When grown at ten, the child may sit beside
The other women and in time betray
Her mother’s hand, the seed pods multiplied
On a blank expanse, in favor of her father’s way
With zigzag diagonals (he had seen
The electric plant at Shiraz) and a few of her own
Imaginings. By twenty she’ll have learned
To read. Hafiz says love is never free
Of choice. The rose’s tongues, or its thorn alone.
A palm-read pool, or its vacillating pattern.
A palm. A red pool. The vacillating pattern
Of television lights on the bloodslick.
The diplomat still seated. The powder burn
On his neck like a new neighborhood picked
Out by rocket fire from the Shuf. A note,
A warning from Hezbollah, pinned to his shirt.
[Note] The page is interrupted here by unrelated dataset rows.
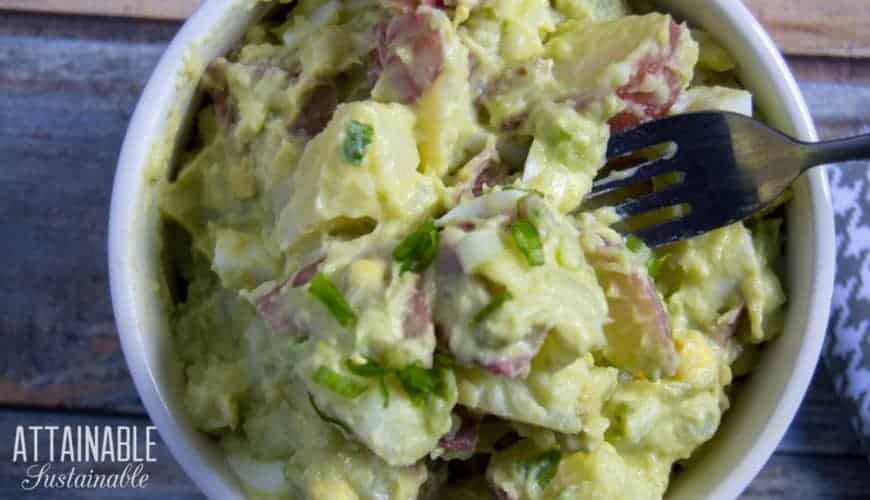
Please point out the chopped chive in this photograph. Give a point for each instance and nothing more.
(418, 382)
(654, 265)
(338, 383)
(492, 307)
(368, 368)
(634, 243)
(543, 468)
(326, 418)
(418, 250)
(331, 297)
(528, 240)
(358, 136)
(371, 369)
(443, 360)
(385, 391)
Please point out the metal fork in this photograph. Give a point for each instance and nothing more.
(730, 167)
The day before, ten children had almost
Escaped a mortar. How much death will serve?
The assassin’s mother and her mother’s mother
Wove carpets. Now the time for art is past.
There is no god but God. To be a martyr
Is both thread and legend. The pistol gives her wrist
The graveside ache that, as her father’s mourner,
The first stone she tossed created. And the next.
The touchstone I toss first creates but next
(Because the poem always has a shadow
Under its reliefs, unlike a carpet’s
Flat entanglements, its straight and narrow
Life without illusions, turned inward
Like a dream, or like that disinterred
Necropolis Beirut’s become of late—
The savagery of the abstract, form or faith—
And because that shadow is the natural world
The poem’s grounded in and the figures branching
Up from it, like an oasis to the approaching
Caravan lost and found in a blinding swirl
Of sand, the mirage they drink in before they turn)
Disrupts. The way things go we come to learn.